Necessity is the mother of invention, the old adage advises. This week, professors young and old announced that the limited budget situation has led them to an agreement to change an old policy that affected the way raises were doled out. In the coming years, the fruits of their efforts — a revised and improved raise policy — will leave us in a better position to retain young professors.
Many years ago, the school implemented a narrow policy to encourage older professors to retire early by raising their salaries about 10 percent for each of their final two years of teaching, regardless of merit. Even with the raise, this was a good deal for the College of William and Mary, as retiring professors tended to be paid much more than their younger counterparts. In time, however, the narrow policy came to apply to all professors, regardless of whether or not they were actually retiring early.
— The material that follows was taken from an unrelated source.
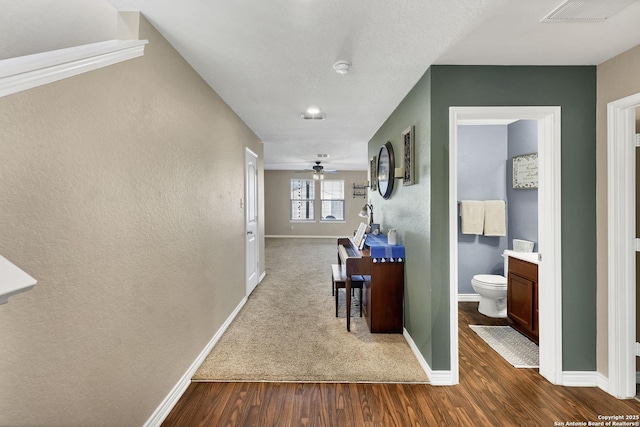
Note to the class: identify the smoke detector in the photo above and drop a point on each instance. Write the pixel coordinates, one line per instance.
(342, 66)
The Faculty Assembly has recently come out against this policy, and it is now likely that it will be removed. Too much has changed since the initial implementation of these raises, and they now no longer serve their intended purposes. Furthermore, because all of this money comes from the same pool and budgets have tightened, these raises now stand in the way of rewarding the performance of younger professors. The raises will be phased out over the next decade so that no one who has been relying on them for retirement will be left in the cold.
While an adverse budgetary environment does bring pain, it also presents plenty of opportunity. Any institution as large and as old as the College will have its fair share of inefficiencies. Tinkering with the details of salaries and retirement bonuses may be sensitive, but doing so can lead the school in a positive direction. We should all keep our eyes out for such opportunities.